宮廷画家ゴヤとて映画が作られルほどの人物であるフランシスコ・デ・ゴヤ(1746-1828)。その代表作である『着衣のマハ』の来日は、何と40年ぶりとのことです。長い月日が経っていますが、スペインの秘宝が何度も東洋の島国にやって来ることは、本当にすごいことだと思います。

ゴヤ

絵の力によってすべてを手に入れた男がゴヤです。しかし、また失いものもたくさんあったようです。40才で国王カルロス3世によって宮廷画家の地位を手にいれるものの、病により聴覚を失うことなります。

ゴヤを擁護して最大のパトロンであり、マハのモデルとしても噂にあがるアルバ公夫人マリア・デル・ピラール・カィエターナ(1762-1802)は、権力闘争の渦に巻き込まれ謎の死を迎えてしまいます。
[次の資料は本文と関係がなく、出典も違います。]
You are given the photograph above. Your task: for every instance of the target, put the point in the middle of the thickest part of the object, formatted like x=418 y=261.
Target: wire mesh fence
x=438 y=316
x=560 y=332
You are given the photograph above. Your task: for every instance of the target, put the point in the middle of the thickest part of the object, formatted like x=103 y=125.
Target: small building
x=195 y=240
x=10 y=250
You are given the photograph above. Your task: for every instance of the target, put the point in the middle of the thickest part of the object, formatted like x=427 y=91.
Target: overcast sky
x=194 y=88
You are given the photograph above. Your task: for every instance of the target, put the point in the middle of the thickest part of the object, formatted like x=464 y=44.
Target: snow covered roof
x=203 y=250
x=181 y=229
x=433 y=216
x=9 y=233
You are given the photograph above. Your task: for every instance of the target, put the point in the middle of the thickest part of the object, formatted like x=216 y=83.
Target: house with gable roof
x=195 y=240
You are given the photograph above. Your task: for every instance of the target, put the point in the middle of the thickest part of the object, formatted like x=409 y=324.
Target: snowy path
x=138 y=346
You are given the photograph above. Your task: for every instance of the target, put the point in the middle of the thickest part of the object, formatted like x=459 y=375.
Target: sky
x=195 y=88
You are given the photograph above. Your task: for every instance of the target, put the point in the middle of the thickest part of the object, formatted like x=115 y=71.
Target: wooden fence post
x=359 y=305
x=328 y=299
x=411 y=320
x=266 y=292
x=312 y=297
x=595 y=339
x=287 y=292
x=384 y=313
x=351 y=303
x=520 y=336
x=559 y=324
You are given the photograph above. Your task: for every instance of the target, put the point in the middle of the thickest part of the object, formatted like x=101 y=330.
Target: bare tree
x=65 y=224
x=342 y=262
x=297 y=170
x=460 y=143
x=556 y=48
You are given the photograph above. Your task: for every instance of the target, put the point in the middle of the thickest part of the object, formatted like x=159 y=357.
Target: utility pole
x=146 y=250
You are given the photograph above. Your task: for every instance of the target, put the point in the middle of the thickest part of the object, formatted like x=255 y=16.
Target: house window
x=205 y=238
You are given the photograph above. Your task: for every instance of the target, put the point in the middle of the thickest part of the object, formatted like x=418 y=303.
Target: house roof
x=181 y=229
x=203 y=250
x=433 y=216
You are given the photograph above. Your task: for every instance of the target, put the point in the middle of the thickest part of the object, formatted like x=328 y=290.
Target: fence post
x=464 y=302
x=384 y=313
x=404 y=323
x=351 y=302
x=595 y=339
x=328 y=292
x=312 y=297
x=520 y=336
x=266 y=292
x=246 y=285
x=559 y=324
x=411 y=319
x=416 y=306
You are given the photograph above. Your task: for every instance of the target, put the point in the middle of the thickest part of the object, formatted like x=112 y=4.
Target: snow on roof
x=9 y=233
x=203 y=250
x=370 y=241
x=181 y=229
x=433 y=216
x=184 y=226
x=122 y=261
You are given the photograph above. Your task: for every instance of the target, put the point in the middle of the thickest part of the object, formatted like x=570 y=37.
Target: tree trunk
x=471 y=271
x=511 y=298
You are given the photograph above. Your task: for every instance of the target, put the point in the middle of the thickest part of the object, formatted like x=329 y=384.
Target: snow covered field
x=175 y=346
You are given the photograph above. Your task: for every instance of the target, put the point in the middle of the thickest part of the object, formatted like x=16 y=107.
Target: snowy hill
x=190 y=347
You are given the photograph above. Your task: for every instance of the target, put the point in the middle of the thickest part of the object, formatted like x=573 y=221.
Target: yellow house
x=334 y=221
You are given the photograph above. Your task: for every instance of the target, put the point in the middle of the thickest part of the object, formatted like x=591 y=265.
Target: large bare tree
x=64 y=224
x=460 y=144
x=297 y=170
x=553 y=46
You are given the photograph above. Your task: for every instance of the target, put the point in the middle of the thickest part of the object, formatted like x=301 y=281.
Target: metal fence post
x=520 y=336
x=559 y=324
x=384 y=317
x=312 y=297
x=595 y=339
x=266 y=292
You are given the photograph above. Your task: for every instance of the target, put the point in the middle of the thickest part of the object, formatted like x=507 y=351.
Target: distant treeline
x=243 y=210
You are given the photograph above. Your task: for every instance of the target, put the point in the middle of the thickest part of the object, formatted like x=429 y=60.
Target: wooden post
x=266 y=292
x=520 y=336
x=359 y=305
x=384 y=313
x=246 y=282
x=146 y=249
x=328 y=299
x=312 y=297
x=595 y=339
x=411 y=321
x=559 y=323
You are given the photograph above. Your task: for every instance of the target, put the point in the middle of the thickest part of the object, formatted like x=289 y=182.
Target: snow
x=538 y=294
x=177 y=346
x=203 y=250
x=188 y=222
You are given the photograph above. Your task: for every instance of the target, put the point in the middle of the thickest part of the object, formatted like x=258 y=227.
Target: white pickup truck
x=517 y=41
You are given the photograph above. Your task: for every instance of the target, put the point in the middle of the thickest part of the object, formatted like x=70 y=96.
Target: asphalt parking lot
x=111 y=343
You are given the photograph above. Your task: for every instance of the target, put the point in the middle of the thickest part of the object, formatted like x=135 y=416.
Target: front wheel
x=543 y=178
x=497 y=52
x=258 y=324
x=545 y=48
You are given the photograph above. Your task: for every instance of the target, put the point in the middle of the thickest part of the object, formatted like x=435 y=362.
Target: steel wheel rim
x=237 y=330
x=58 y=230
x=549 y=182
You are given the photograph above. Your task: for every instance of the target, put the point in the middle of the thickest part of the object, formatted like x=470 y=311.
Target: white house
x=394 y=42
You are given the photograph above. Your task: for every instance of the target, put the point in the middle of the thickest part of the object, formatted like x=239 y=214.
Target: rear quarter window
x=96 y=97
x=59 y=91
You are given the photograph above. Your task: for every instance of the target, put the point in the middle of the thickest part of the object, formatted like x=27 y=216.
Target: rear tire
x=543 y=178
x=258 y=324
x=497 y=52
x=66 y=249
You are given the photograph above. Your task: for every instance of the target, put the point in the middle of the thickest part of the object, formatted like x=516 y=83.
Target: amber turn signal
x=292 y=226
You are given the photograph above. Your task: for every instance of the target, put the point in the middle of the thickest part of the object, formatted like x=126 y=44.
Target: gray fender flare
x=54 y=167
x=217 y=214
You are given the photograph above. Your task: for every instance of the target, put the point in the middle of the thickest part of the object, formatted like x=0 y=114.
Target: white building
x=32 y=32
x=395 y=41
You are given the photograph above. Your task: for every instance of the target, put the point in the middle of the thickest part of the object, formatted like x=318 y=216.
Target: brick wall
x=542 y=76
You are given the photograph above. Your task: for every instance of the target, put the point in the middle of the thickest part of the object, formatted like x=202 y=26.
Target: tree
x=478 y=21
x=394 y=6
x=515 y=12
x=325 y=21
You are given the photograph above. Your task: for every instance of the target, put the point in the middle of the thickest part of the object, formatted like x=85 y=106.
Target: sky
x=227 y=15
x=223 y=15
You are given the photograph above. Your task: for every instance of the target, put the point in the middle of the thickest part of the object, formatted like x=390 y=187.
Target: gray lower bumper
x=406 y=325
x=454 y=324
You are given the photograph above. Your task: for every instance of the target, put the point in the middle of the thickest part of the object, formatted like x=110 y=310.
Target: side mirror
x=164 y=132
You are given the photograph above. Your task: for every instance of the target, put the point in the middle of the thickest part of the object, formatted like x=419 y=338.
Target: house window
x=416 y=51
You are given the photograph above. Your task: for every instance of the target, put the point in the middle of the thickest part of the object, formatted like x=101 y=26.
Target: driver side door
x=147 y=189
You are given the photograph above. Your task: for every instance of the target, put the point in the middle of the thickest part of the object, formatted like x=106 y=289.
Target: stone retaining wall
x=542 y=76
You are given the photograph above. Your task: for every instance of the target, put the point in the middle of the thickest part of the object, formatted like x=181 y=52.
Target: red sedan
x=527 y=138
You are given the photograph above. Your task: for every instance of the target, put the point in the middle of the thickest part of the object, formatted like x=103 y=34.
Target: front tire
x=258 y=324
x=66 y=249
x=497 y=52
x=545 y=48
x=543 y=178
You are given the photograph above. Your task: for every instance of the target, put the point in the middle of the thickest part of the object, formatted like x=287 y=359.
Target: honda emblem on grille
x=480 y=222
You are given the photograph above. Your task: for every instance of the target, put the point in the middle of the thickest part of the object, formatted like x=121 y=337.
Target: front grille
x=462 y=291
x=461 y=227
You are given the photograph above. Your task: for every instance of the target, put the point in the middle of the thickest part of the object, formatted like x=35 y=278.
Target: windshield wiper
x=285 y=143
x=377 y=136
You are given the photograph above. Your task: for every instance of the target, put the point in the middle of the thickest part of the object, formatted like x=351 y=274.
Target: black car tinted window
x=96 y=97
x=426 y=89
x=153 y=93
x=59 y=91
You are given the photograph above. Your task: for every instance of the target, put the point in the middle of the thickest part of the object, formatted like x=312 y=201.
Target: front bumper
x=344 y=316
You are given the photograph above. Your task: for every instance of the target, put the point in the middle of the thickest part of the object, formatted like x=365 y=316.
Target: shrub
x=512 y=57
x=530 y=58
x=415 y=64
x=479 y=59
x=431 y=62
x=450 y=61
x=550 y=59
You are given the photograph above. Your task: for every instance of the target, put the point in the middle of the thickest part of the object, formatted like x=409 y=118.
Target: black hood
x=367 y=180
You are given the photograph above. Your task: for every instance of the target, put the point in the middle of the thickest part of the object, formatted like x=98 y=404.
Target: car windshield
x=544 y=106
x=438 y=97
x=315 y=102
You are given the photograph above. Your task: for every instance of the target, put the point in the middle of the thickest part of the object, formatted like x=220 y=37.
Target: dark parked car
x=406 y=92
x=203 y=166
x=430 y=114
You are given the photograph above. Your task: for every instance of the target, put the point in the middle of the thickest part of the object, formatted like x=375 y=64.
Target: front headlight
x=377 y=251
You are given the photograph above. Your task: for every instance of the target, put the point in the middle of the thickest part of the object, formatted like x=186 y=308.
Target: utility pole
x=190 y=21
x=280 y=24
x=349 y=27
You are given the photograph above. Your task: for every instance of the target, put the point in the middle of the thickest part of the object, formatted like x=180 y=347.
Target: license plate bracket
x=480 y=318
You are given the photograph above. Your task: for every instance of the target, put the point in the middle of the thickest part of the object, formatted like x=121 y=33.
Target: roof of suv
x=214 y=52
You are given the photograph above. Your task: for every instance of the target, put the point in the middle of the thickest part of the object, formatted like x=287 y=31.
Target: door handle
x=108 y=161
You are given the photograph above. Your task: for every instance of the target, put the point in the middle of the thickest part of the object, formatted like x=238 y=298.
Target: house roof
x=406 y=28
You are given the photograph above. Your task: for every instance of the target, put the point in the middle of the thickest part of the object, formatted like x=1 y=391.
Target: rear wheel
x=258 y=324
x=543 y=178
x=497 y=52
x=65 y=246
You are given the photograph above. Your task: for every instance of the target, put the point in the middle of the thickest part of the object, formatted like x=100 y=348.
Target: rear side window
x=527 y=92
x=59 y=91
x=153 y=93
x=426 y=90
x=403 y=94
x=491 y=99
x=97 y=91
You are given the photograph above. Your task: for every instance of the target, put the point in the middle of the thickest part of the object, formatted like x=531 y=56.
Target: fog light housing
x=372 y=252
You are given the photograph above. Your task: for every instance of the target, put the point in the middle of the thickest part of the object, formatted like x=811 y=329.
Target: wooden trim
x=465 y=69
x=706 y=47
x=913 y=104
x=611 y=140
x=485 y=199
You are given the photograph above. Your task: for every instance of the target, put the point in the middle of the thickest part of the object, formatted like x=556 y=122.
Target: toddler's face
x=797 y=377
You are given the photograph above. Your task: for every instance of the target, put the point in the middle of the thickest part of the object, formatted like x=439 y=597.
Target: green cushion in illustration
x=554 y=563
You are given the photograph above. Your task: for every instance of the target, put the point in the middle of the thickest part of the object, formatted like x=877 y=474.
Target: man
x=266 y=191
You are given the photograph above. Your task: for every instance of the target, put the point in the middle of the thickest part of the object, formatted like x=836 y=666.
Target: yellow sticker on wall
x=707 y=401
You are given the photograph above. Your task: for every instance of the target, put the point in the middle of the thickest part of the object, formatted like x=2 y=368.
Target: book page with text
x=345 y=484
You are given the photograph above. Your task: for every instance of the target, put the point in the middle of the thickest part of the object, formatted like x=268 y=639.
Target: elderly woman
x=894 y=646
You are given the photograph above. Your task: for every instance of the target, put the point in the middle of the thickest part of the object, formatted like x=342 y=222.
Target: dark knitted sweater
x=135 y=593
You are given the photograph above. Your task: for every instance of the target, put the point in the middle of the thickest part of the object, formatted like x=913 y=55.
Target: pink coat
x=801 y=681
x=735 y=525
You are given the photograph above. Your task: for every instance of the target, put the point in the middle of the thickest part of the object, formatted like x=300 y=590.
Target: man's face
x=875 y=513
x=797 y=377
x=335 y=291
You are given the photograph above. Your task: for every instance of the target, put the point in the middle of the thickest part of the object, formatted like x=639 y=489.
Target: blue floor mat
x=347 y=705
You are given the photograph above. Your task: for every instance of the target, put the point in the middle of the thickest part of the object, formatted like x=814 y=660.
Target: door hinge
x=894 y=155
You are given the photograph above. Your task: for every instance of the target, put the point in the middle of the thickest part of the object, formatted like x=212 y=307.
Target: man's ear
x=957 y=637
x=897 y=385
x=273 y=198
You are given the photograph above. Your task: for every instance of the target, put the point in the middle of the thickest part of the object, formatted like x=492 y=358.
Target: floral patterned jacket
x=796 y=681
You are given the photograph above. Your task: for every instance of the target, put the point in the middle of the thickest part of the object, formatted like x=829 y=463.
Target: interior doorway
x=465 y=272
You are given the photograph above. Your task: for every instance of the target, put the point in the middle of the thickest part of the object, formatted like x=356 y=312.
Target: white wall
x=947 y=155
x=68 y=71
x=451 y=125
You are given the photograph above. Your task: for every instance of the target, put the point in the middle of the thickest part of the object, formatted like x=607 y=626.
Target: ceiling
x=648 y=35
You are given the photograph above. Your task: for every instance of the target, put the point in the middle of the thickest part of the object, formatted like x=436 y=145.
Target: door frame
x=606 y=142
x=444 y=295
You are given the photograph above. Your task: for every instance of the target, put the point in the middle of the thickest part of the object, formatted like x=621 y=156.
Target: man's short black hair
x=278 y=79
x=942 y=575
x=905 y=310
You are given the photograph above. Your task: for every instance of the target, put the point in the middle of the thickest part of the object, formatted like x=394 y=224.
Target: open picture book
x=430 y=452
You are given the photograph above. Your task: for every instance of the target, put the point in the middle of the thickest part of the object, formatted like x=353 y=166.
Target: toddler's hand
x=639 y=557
そして、ナポレオン率いるフランス軍のスペインへ侵攻と、時代は彼を妬むかのように容赦がないのです。

しかし、『着衣のマハ』が描かれた時期は、ゴヤにとっては我が世の春となり、愛に満ちた傑作を残していくのです。『着衣のマハ』には、もうひとつヌードバージョンである『裸のマハ』がありますが、どちらが官能的であるかとの問いに多くの人は、『着衣のマハ』を選ぶと言います。

ゴヤ
フランシスコ・デ・ゴヤ「着衣のマハ、1800」

その謎は、彼女の前に行けばすぐに判ることでした。彼女のいる部屋に入った瞬間、視線に気付きます。そう、彼女の視線は常に見るものに向けられているのです。こちらから目をそらしても無駄です。彼女の視線は、そこにいる限り逃れることが出来ないのです。

もちろん、彼女の前にいるのは自分だけではありません。しかし、誰もが彼女の視線から逃れることが出来ないのです。だから、誰もがすぐに彼女の魅力の虜になってしまうのだと思います。だから、ゴヤはすべての愛と情熱を『着衣のマハ』に注ぎ込んだように思うのです。

手に入れられるものはすべて手に入れたつもりでも、本当にほしいものが手に入っていないことに気付くのです。そして、欲すれば欲するほど、それを手に入れることが難しいことに気付いたのかもしれません。、『着衣のマハ』は、その願いの象徴なのだと思います。ゴヤの願い…生きているうちもう一度会ってみたいと思います。